Ему об шлем бьётся саранча. Отлетает, падает на землю, мужчины смотрят, как она пытается перевернуться на земле, встать и снова прыгнуть. Лейтенант давит её ботинком.
— Саблин, — Аким пожал незнакомцу руку.
— Урядник Саблин? — уточнил лейтенант.
— Да. Урядник Саблин, — вспомнил Аким.
— Панова вам звонила двенадцать раз, ваш коммутатор не отвечает. Она меня прислала.
— Настырная, — отвечает Аким, — я после госпиталя отдыхал.
— Да, настырная, — Морозов усмехается, — она сказала, что вы готовы будете с нами по болоту покататься, как выйдете из госпиталя. Готовы?
Аким не ответил сразу и лейтенант продолжил:
— Если сегодня лодку купим, мотор купим, завтра поутру можем уже пойти. Нужно лодку побольше, чтобы шесть человек влезло, знаете, где такую купить?
— На шесть человек вы лодку не купите… — начал Саблин.
Но лейтенант его перебил:
— Урядник, давайте на «ты».
— По уставу, вроде как, не положено, — произнёс Саблин с сомнением.
Да и не хотел он заводить с этим лейтенантом большой дружбы.
Странный это был лейтенант. Вот у Акима на левой стороне пыльника, на груди, буквы и цифры: 2ПКП2с4 в. Под ними скрещенные топоры и лепесток пламени между топорами. Вот с ним всё ясно.
Второй Пластунский Казачий Полк, вторая сотня, четвёртый взвод.
Топоры с пламенем обозначают принадлежность к штурмовой группе. А у лейтенанта ничего нет, ни единой буквы. Да и шлем у него не такой, как у обычных офицеров, и пыльник другой. И оружие, вроде как, «Т-20-10», но какая-то неизвестная Саблину модификация.
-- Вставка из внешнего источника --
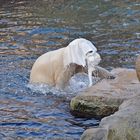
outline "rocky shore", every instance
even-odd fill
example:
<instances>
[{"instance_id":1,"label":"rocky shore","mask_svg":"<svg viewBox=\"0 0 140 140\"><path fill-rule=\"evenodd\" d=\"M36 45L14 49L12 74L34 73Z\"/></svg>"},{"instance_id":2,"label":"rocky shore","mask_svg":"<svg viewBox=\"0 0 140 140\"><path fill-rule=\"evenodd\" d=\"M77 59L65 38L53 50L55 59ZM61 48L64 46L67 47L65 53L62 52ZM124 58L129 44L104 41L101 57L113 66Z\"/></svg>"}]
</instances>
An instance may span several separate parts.
<instances>
[{"instance_id":1,"label":"rocky shore","mask_svg":"<svg viewBox=\"0 0 140 140\"><path fill-rule=\"evenodd\" d=\"M114 80L102 80L71 100L75 116L102 118L81 140L140 140L139 60L136 70L114 69Z\"/></svg>"}]
</instances>

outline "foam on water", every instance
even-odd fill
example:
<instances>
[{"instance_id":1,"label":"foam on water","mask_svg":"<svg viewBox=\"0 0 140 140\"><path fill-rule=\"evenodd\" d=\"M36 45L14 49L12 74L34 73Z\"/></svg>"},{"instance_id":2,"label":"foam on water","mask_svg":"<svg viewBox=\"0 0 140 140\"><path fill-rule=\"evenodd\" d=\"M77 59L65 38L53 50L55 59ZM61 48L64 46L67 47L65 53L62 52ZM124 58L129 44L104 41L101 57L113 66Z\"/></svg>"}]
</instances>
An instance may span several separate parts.
<instances>
[{"instance_id":1,"label":"foam on water","mask_svg":"<svg viewBox=\"0 0 140 140\"><path fill-rule=\"evenodd\" d=\"M93 78L93 84L96 83L96 79ZM33 92L39 92L42 94L55 94L55 95L65 95L71 94L75 95L77 92L84 91L88 88L89 79L88 75L84 73L75 74L69 81L68 86L61 90L55 87L49 86L47 84L28 84L27 87L30 88Z\"/></svg>"}]
</instances>

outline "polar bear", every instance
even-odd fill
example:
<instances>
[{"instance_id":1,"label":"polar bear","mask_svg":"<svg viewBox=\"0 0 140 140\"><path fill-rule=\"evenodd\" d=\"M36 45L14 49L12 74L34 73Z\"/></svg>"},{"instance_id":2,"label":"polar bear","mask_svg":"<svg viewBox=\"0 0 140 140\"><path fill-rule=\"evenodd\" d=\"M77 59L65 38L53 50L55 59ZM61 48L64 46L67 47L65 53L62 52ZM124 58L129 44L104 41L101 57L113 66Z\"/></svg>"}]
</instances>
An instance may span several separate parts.
<instances>
[{"instance_id":1,"label":"polar bear","mask_svg":"<svg viewBox=\"0 0 140 140\"><path fill-rule=\"evenodd\" d=\"M140 55L136 59L136 73L137 73L137 77L140 81Z\"/></svg>"},{"instance_id":2,"label":"polar bear","mask_svg":"<svg viewBox=\"0 0 140 140\"><path fill-rule=\"evenodd\" d=\"M100 60L96 47L90 41L75 39L65 48L41 55L33 64L30 83L43 83L64 89L74 74L85 72L89 75L91 86L93 71L97 71L99 77L113 77L110 72L97 66Z\"/></svg>"}]
</instances>

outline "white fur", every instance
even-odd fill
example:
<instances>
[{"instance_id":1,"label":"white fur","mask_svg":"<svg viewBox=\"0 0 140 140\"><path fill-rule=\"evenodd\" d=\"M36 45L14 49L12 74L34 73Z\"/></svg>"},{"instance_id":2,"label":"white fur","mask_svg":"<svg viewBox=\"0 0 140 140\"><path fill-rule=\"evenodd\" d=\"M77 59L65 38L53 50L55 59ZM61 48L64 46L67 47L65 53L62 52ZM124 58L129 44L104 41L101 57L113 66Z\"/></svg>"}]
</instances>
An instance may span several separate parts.
<instances>
[{"instance_id":1,"label":"white fur","mask_svg":"<svg viewBox=\"0 0 140 140\"><path fill-rule=\"evenodd\" d=\"M87 55L92 51L92 54ZM45 83L58 88L64 88L69 79L75 74L76 65L85 67L88 62L88 75L92 85L92 71L99 63L99 54L96 47L88 40L79 38L72 41L67 47L41 55L34 63L30 83Z\"/></svg>"},{"instance_id":2,"label":"white fur","mask_svg":"<svg viewBox=\"0 0 140 140\"><path fill-rule=\"evenodd\" d=\"M93 84L92 73L94 73L94 71L96 70L95 66L97 66L100 63L101 57L97 52L96 53L91 52L87 54L86 60L87 60L87 66L88 66L88 78L89 78L89 87L90 87ZM95 74L94 76L96 77Z\"/></svg>"},{"instance_id":3,"label":"white fur","mask_svg":"<svg viewBox=\"0 0 140 140\"><path fill-rule=\"evenodd\" d=\"M90 41L84 38L73 40L65 49L64 66L74 63L85 67L86 54L89 51L93 51L94 53L97 51L96 47Z\"/></svg>"}]
</instances>

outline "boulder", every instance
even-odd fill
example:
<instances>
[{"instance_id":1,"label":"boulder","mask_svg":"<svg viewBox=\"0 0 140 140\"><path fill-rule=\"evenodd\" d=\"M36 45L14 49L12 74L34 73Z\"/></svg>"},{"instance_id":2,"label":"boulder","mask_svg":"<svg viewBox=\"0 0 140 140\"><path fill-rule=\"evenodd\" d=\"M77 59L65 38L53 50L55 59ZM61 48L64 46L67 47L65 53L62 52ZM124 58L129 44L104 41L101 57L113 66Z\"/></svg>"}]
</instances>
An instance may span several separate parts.
<instances>
[{"instance_id":1,"label":"boulder","mask_svg":"<svg viewBox=\"0 0 140 140\"><path fill-rule=\"evenodd\" d=\"M138 79L140 81L140 55L136 59L136 72L137 72Z\"/></svg>"},{"instance_id":2,"label":"boulder","mask_svg":"<svg viewBox=\"0 0 140 140\"><path fill-rule=\"evenodd\" d=\"M103 118L116 112L123 101L140 94L135 70L117 68L112 73L116 75L114 80L104 79L71 100L73 115Z\"/></svg>"},{"instance_id":3,"label":"boulder","mask_svg":"<svg viewBox=\"0 0 140 140\"><path fill-rule=\"evenodd\" d=\"M124 101L119 111L86 130L81 140L140 140L140 95Z\"/></svg>"}]
</instances>

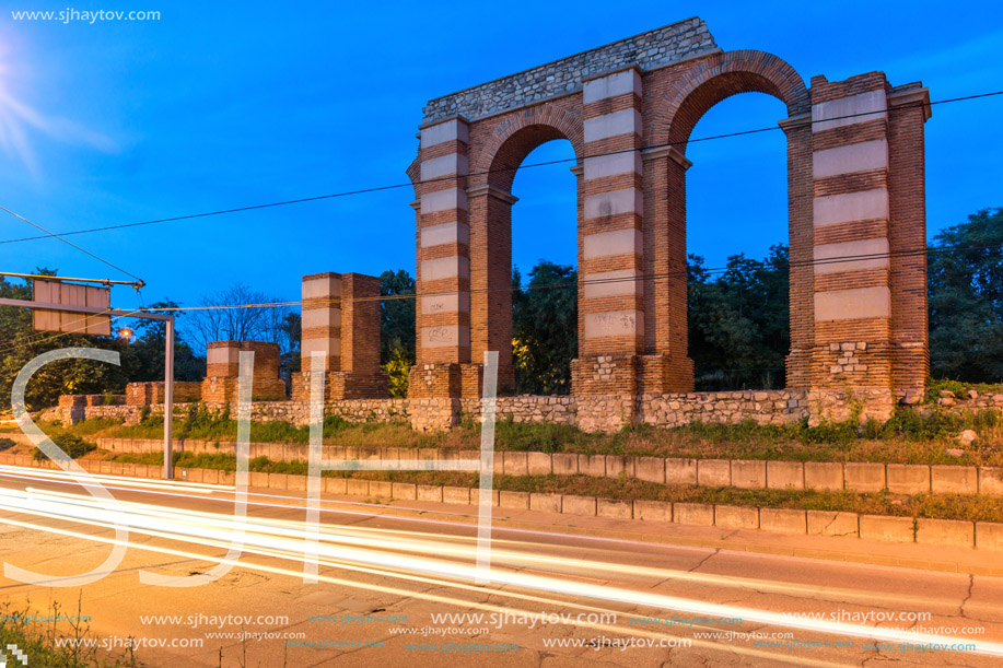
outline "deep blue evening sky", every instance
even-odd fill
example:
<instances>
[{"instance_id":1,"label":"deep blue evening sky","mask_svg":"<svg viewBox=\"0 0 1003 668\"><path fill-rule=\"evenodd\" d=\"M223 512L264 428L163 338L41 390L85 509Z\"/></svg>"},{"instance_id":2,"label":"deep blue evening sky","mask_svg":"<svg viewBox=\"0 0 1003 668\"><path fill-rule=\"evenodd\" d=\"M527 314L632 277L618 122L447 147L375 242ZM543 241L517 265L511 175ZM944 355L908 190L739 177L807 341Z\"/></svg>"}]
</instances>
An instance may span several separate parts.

— Ничего, мы не на войне, можем обойтись и без устава, — говорит лейтенант вполне дружелюбно.
— Ну, раз так, то конечно…
— Тогда давай лодку искать на шестерых, Панова не успокоится, я её давно знаю.
— Да не бывает лодок на шестерых, — задумчиво говорит Аким, — да и не смогу я завтра выйти. Завтра я со сводной ротой на юг ухожу.
— Как так, — искренне удивляется Морозов. — Ты же, я так понял, с Пановой договорился.